Kenneth T. Jackson of Columbia University and Jacqueline Jones of Wellesley College on April 3 were awarded the 1986 Bancroft Prizes in American history in ceremonies at Columbia University.
Kenneth Jackson won the award for his book Crabgrass Frontier: The Suburbanization of the United States, published by Oxford University Press, and Jacqueline Jones for her book Labor of Love, Labor of Sorrow: Black Women, Work, and the Family from Slavery to the Present, published by Basic Books. Each winner received $4,000.
Columbia President Michael I. Sovern presented the awards at a formal dinner sponsored by the Friends of the Columbia Libraries in the rotunda of Low Memorial Library on the university’s Morningside Heights campus.
Jackson, forty-six, is director of graduate studies in history and professor of history at Columbia, where he has been a faculty member since 1968. A native of Memphis, he received the BA, magna cum laude, from Memphis State University in 1961 and the MA and PhD degrees from the University of Chicago in 1963 and 1966, respectively.
A member of the editorial boards of a number of distinguished professional journals, Kenneth Jackson is the general editor of the Columbia History of Urban Life and the project director and editor in-chief of The New York Encyclopedia, a joint venture of Columbia and Yale Universities. He is the author of numerous articles, essays, and books. Crabgrass Frontier was a selection of the History Book Club and the subject of special sessions at the American Historical Association’s Annual Meeting in 1985.
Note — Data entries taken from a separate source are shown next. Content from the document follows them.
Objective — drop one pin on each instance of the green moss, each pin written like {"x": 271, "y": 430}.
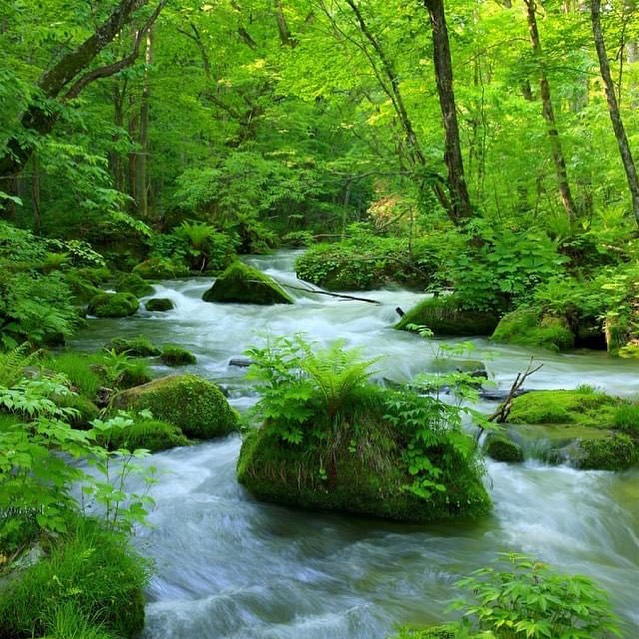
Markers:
{"x": 132, "y": 283}
{"x": 359, "y": 469}
{"x": 528, "y": 327}
{"x": 191, "y": 403}
{"x": 582, "y": 406}
{"x": 243, "y": 284}
{"x": 159, "y": 304}
{"x": 617, "y": 452}
{"x": 446, "y": 316}
{"x": 133, "y": 347}
{"x": 153, "y": 435}
{"x": 501, "y": 448}
{"x": 157, "y": 268}
{"x": 113, "y": 305}
{"x": 173, "y": 355}
{"x": 94, "y": 570}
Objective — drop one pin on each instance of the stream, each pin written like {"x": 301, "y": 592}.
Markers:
{"x": 229, "y": 567}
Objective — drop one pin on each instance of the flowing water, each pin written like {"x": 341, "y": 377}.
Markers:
{"x": 228, "y": 567}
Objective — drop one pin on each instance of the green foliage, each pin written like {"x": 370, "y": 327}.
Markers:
{"x": 191, "y": 403}
{"x": 92, "y": 575}
{"x": 243, "y": 284}
{"x": 113, "y": 305}
{"x": 528, "y": 600}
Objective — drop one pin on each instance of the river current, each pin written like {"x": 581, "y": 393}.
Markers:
{"x": 229, "y": 567}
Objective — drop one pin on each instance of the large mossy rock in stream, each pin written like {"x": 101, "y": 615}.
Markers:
{"x": 191, "y": 403}
{"x": 589, "y": 429}
{"x": 242, "y": 284}
{"x": 446, "y": 316}
{"x": 528, "y": 327}
{"x": 113, "y": 305}
{"x": 361, "y": 466}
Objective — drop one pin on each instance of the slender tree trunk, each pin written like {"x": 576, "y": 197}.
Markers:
{"x": 613, "y": 108}
{"x": 549, "y": 115}
{"x": 460, "y": 201}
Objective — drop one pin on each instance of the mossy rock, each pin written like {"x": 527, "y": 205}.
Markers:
{"x": 92, "y": 569}
{"x": 584, "y": 407}
{"x": 501, "y": 448}
{"x": 159, "y": 304}
{"x": 527, "y": 327}
{"x": 154, "y": 435}
{"x": 133, "y": 347}
{"x": 616, "y": 452}
{"x": 113, "y": 305}
{"x": 132, "y": 283}
{"x": 358, "y": 469}
{"x": 242, "y": 284}
{"x": 157, "y": 268}
{"x": 173, "y": 355}
{"x": 191, "y": 403}
{"x": 446, "y": 316}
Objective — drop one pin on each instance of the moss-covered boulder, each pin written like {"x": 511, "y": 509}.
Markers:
{"x": 528, "y": 327}
{"x": 159, "y": 304}
{"x": 447, "y": 316}
{"x": 242, "y": 284}
{"x": 191, "y": 403}
{"x": 589, "y": 429}
{"x": 502, "y": 448}
{"x": 173, "y": 355}
{"x": 132, "y": 283}
{"x": 157, "y": 268}
{"x": 152, "y": 434}
{"x": 113, "y": 305}
{"x": 360, "y": 466}
{"x": 133, "y": 346}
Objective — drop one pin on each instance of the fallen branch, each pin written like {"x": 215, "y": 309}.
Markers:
{"x": 339, "y": 295}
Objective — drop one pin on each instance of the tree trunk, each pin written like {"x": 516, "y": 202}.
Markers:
{"x": 40, "y": 118}
{"x": 549, "y": 115}
{"x": 613, "y": 108}
{"x": 460, "y": 201}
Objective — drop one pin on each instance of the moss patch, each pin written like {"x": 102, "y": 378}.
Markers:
{"x": 132, "y": 283}
{"x": 153, "y": 435}
{"x": 113, "y": 305}
{"x": 528, "y": 327}
{"x": 173, "y": 355}
{"x": 159, "y": 304}
{"x": 133, "y": 347}
{"x": 94, "y": 570}
{"x": 501, "y": 448}
{"x": 585, "y": 408}
{"x": 157, "y": 268}
{"x": 243, "y": 284}
{"x": 360, "y": 468}
{"x": 191, "y": 403}
{"x": 446, "y": 316}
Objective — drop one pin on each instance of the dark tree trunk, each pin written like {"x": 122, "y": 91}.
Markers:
{"x": 460, "y": 201}
{"x": 549, "y": 115}
{"x": 613, "y": 108}
{"x": 40, "y": 117}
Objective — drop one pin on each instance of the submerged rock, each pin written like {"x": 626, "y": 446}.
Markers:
{"x": 159, "y": 304}
{"x": 191, "y": 403}
{"x": 446, "y": 316}
{"x": 243, "y": 284}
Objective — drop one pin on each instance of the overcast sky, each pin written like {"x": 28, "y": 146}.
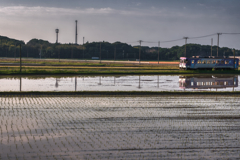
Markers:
{"x": 122, "y": 20}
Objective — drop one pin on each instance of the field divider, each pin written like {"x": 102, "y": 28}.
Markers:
{"x": 119, "y": 93}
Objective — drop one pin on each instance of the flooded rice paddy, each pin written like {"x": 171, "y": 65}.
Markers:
{"x": 121, "y": 83}
{"x": 192, "y": 127}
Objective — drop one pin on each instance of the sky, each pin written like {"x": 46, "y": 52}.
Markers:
{"x": 127, "y": 21}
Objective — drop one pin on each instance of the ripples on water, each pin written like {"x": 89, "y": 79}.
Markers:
{"x": 120, "y": 83}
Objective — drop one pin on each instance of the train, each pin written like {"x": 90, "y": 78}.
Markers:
{"x": 198, "y": 62}
{"x": 208, "y": 82}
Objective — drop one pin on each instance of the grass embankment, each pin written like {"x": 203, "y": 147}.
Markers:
{"x": 80, "y": 67}
{"x": 120, "y": 93}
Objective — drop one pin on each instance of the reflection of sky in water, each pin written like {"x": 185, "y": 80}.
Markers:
{"x": 99, "y": 83}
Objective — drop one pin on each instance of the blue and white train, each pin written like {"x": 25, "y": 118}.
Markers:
{"x": 197, "y": 62}
{"x": 208, "y": 82}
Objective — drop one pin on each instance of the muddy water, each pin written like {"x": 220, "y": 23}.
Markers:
{"x": 120, "y": 127}
{"x": 121, "y": 83}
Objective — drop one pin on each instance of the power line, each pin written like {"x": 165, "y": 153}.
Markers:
{"x": 202, "y": 36}
{"x": 230, "y": 33}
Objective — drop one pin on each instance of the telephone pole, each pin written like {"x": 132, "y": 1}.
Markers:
{"x": 211, "y": 45}
{"x": 218, "y": 42}
{"x": 20, "y": 54}
{"x": 100, "y": 52}
{"x": 158, "y": 50}
{"x": 115, "y": 53}
{"x": 185, "y": 45}
{"x": 83, "y": 47}
{"x": 140, "y": 41}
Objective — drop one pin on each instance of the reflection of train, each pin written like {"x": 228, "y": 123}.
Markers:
{"x": 207, "y": 82}
{"x": 197, "y": 62}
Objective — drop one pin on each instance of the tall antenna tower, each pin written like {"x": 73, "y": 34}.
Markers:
{"x": 57, "y": 31}
{"x": 76, "y": 33}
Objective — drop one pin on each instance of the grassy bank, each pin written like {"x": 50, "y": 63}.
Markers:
{"x": 120, "y": 93}
{"x": 89, "y": 71}
{"x": 53, "y": 67}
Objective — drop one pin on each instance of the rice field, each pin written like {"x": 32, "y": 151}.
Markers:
{"x": 161, "y": 127}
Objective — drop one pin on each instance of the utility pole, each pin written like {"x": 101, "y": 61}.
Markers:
{"x": 100, "y": 52}
{"x": 115, "y": 53}
{"x": 158, "y": 50}
{"x": 76, "y": 33}
{"x": 185, "y": 45}
{"x": 140, "y": 41}
{"x": 218, "y": 42}
{"x": 15, "y": 52}
{"x": 234, "y": 58}
{"x": 20, "y": 54}
{"x": 211, "y": 46}
{"x": 83, "y": 47}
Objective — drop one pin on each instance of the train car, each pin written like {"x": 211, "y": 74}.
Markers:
{"x": 207, "y": 82}
{"x": 197, "y": 62}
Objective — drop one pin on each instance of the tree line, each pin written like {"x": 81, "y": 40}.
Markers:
{"x": 104, "y": 50}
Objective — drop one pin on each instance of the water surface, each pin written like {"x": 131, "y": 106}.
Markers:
{"x": 120, "y": 83}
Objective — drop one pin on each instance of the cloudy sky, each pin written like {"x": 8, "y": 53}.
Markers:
{"x": 123, "y": 20}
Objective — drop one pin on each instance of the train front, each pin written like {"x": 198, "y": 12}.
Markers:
{"x": 183, "y": 62}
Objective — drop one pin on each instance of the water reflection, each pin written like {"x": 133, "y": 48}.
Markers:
{"x": 208, "y": 82}
{"x": 119, "y": 83}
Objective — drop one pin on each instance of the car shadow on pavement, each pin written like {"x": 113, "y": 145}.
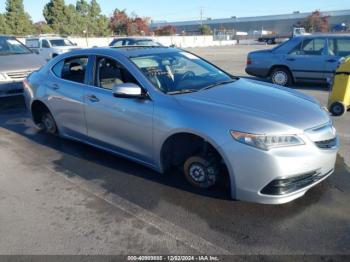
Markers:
{"x": 152, "y": 191}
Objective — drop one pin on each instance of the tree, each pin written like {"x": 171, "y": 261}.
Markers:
{"x": 165, "y": 30}
{"x": 118, "y": 23}
{"x": 98, "y": 23}
{"x": 205, "y": 30}
{"x": 3, "y": 25}
{"x": 55, "y": 15}
{"x": 316, "y": 22}
{"x": 17, "y": 20}
{"x": 82, "y": 12}
{"x": 42, "y": 27}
He has won several competitive awards, including a Guggenheim Fellowship, an American Council of Learned Societies Fellowship, two Woodrow Wilson Fellowships, and two National Endowment for the Humanities Senior Fellowships. He has lectured at more than sixty colleges and universities in the United States, Canada, Europe, and Asia and has appeared on network television more than a dozen times as a specialist in urban affairs. He is a member of the American Historical Association and was elected a fellow of the Society of American Historians in 1970.